Cuando en el bulevar de la Ciudad de los Portales, sin ladrillos centenarios, ni edificios impresionantes, un viejo dormita al pie de una vidriera anunciadora de casi nada, y los compradores de pan y galletas se preparan para abastecerse de las mercancías, en el corazón de la capital de la nación europea, los activistas pronuncian cifras aterradoras, explican que no han sido 20 000, sino muchos más, no se sabe cuántos, porque absolutamente nadie domina la cifra de párvulos de Palestina encarcelados o ejecutados por los sionistas para sumarlos a la lista de víctimas conocidas, porque hubo quienes “se perdieron en las prisiones israelíes, quedaron en la desaparición o fueron ejecutados”.

Un gato husmea en el portal del restaurant El Colonial, busca los restos de alimentos que años antes encontraba con mayor facilidad, en el preciso momento en el cual, en la plaza más importante de Ámsterdam, ante el Monumento Nacional en homenaje a los soldados holandeses caídos en la Segunda Guerra Mundial, los manifestantes escuchan la identidad de los niños muertos en Gaza y observan las fotos de más de 300 periodistas asesinados por Israel.

El osito de felpa, sucio y desmembrado por las caricias de una abuela que lo entregó a su hija, y ésta a la suya, ahora 'espera' en un latón de basuras en la calle Independencia. Desconoce que un peluche rozagante, en el centro histórico de Amsterdam, llora por la ausencia del niño que jamás pudo acariciarlo en Cisjordania.

Amanece. Mentes calenturientas resuelven las decisiones que urgen: dónde comprar, dónde multiplicar por tres las ganancias, a quién timar con la yuca que no se ablanda, con el alcohol “bautizado” en los alambiques de la trampa. La rutina de la sobrevivencia impide ver a los lejos, en la distancia, casi sin percibir cuanto joroba el egoísmo.

Pero allá, en una vieja urbe del Primer Mundo, la porción humana que protesta, intenta remover conciencias en una mañana de domingo.

Atrapados en los vaivenes del día en Ciego de Ávila, unos acarrean el agua potable de la jornada, otros posesionan las celdas fotovoltaicas en los sitios idóneos, no falta quien limpia el San Lázaro de barro y prepara el pozuelo donde caerá el dinero.
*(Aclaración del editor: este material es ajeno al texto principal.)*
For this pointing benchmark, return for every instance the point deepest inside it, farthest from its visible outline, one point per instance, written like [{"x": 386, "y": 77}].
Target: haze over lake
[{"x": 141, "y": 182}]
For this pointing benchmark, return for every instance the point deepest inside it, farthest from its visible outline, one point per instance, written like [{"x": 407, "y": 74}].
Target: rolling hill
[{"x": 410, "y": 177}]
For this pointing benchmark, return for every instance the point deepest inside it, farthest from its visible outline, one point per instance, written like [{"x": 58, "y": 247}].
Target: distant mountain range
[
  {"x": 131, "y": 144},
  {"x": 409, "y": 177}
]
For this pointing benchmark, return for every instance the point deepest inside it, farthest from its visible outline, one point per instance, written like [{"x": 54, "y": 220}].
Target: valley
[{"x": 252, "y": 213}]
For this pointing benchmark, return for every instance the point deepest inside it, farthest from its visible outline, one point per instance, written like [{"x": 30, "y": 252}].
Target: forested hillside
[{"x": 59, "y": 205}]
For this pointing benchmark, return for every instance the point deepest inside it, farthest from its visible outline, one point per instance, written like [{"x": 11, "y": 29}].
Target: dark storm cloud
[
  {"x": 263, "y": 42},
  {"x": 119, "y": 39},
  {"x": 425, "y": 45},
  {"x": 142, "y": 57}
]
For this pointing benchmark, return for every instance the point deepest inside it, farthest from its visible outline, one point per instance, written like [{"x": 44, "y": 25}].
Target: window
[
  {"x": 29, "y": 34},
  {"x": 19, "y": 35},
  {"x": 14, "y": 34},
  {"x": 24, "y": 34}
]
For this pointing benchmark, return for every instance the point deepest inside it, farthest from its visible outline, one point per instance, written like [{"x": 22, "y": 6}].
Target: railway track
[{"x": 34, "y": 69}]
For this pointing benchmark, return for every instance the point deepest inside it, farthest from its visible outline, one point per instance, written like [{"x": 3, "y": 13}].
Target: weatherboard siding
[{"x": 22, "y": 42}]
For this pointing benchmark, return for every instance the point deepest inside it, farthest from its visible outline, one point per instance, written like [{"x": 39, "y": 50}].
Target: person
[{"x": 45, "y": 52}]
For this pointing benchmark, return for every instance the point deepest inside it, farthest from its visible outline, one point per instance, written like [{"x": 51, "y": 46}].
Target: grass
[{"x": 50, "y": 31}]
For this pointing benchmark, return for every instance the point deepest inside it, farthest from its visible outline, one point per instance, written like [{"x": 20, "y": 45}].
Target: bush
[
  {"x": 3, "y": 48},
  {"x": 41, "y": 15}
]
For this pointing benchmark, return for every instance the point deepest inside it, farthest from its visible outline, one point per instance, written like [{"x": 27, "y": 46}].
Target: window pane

En cambio, otros, los menos entre los pocos que entonces pueden acceder al orbe digital, se conmueven con los contenidos generados a miles de kilómetros, sobre el viejo pavimento de la Plaza Dam.

Más de una lágrima recorre la mejilla de la joven madre avileña cuando lee lo que ha publicado Sana, la Agencia de Noticias Árabe Siria: Acto en Ámsterdam homenajea a víctimas palestinas de la ofensiva israelí en Gaza

“Una vigilia de solidaridad se celebró en Ámsterdam para conmemorar a los niños y periodistas palestinos fallecidos durante la ofensiva israelí contra la Franja de Gaza y denunciar las violaciones de derechos humanos contra la población civil.

“Durante el acto, los asistentes exhibieron fotografías y nombres de periodistas fallecidos con el objetivo de visibilizar los hechos, mientras miles de zapatos infantiles fueron colocados en la plaza como símbolo del impacto humanitario del conflicto sobre la población civil.

“Asimismo, en este contexto, artistas y representantes del sector cultural procedieron a leer los nombres y edades de los menores fallecidos, al tiempo que expresaron su solidaridad con el pueblo palestino y condenaron los ataques contra civiles.

“El evento se enmarca en una serie de movilizaciones en distintos países europeos en rechazo a la ofensiva israelí y en demanda de responsabilidades por las violaciones contra la población palestina”.

La joven madre comprende que archiva un legado cuya difusión recae sobre los hombros de la inmensa humanidad. Está lista para repartirlo y hasta para contarlo, en caso de que no pueda servirse de la conexión digital.